*Stay at home, NLC tells members
*Negotiation resumes Oct 4, says Ngige
After a briefing by the Federal Government on Wednesday, the leadership of the organised labour has declared there was no going back on today’s nationwide strike to press for a new minimum wage for its members.
Labour therefore directed all workers to sit at home until further notice.
The workers’ leadership said “there are clear signs that the government is not ready for a new national minimum wage,” adding that: “it has only been taking workers for a ride; it has only been taking advantage of workers’ misplaced abiding faith or trust.
“Given this circumstance, this warning strike is absolutely necessary. It is a precursor to the main strike which will be the mother of all strikes! ”
Nigeria Labour Congress (NLC) President, Comrade Ayuba Wabba, told journalists in Abuja at a joint press briefing by the leadership of all labour unions in the country, that, “all workers in the public and private sectors at all levels across the country have been directed to comply.
“Industrial unions, state councils, all worker organisations and our civil society allies have been directed to step up mobilisation of their members.
“All public and private institutions, offices, banks, schools, public and private business premises including filling stations are to remain shut till further notice.
“All those who mean well for this country are to see to the success of this action. Furthermore, this action is to remain in force until further directives are given”.
Wabba continued: “Members of organised labour would want to formally inform all employers of labour and Nigerians that beginning from midnight, Wednesday, September 26, 2018, workers from all sectors of the economy and our civil society allies will begin a nationwide warning strike over the refusal of the Federal Government to reconvene the meeting of the Tripartite National Minimum Wage Committee.
“Although the issues have been very much in the public domain, for the purpose of this strike, we find it necessary to offer this further explanation.
“The National Minimum Wage Committee was inaugurated in November 2017 but commenced work in March 2018 with timelines to deliver on its mandate of arriving at a new national minimum wage in August/ September 2018.
“The Minister of Labour and Employment, Dr. Chris Ngige himself in February this year during the 40th anniversary celebration of the NLC, assured workers that they would have a new minimum wage in September.
“In order to meet this deadline, the committee, in spite of challenges, worked assiduously and meticulously. In the course of the work of the committee, members had ample time to consult and to take memoranda from across the country and across the sectors.
“The committee was satisfied that it received memoranda and inputs from 21 state governments, specialised agencies of the Federal Government, the Organised Private Sector, Organised Labour and the general public.
“This was reason why the organised labour was outraged and shell-shocked by the decision of government to adjourn the meeting of the committee indefinitely to enable consultations by the Federal Government team. The decision was against the principle of collective bargaining.

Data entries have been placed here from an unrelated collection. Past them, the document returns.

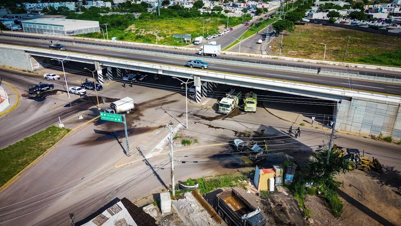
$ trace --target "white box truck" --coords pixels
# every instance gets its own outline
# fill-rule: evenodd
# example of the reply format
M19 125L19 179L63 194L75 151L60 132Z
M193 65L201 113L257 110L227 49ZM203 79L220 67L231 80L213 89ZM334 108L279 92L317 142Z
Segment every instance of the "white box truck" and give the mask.
M124 113L129 114L134 109L134 100L131 97L124 97L110 104L110 107L106 108L105 112L121 114Z
M200 55L210 55L213 57L220 55L221 51L221 47L215 41L211 41L201 46L198 53Z
M194 42L194 45L200 45L203 41L203 37L199 36L195 38L195 41Z

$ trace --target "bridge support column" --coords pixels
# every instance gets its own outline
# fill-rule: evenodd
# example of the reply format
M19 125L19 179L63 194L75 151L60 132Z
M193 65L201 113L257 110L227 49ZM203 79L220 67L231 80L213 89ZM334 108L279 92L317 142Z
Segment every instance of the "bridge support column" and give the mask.
M197 103L200 103L201 101L202 83L200 82L200 77L198 76L194 76L194 85L195 86L195 99L194 100Z
M111 70L111 67L107 67L107 72L106 75L107 76L107 79L109 80L113 80L113 71Z
M119 68L115 68L116 70L117 71L117 77L121 78L123 76L122 74L121 74L121 69Z
M104 83L103 80L103 72L102 72L103 68L99 64L98 61L95 61L95 68L97 72L97 82L99 84L103 85Z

“Organised Labour considered the conduct of the government as an act of bad faith and an insult to its members, who out of uncommon sacrifice and patriotism had hearkened to government’s appeal to delay negotiation for a new national minimum wage by two years”.
He added: “The justification for a new national minimum wage cannot be over argued and it is not about salary-earning Nigerians only.
“May we remind all Nigerians that before this government increased the pump price of petroleum products by over 80% and devalued the Naira by over a 100%, commodity prices were considerably cheaper, tariffs were more friendly, rents and transportation charges were bearable, while wages of workers have remained static.
“Today, these things have all changed! The economic decisions of this Government led to fundamental consequential effects on workers and citizenry including unbearable electricity tariffs, punitive exchange rate, and hyper-inflation, all of which led to a rising cost of living for workers and other Nigerians, and bad business for business people.
“Government in appreciation of these hardships, set up the Palliatives Committee to fashion out mitigating strategy, policies, and programmes to cushion the vagaries of its policies, but to date, we are not aware that any of the recommendations of the Committee has been implemented.
“Once again, we call on all workers in the public, private and in the informal sector to please stay at home till further notice”.
*Negotiation resumes Oct 4, says Ngige
Meanwhile, the Federal Government has said that the Tripartite Committee on the New National Minimum Wage will reconvene on October 4, to conclude the negotiation process.
The Minister of Labour and Employment, Senator Chris Ngige, told newsmen after a closed-door meeting with the leadership of organised labour on Wednesday in Abuja.
Ngige said that the incumbent administration is labour- friendly and “this, we have shown in many ways and we will continue to show it.
“One of the ways that we going to show it is by implementing the new national minimum wage and this we need to fix a base for the lowest paid worker in Nigeria.
“We are resuming next week, precisely on Thursday, October 4 and the meeting may spill over to October 5, as we normally use two days for the meeting”.
Ngige added that the 14-day ultimatum issued to the government did not get to him, “otherwise we would have addressed it scientifically the way it should be done”.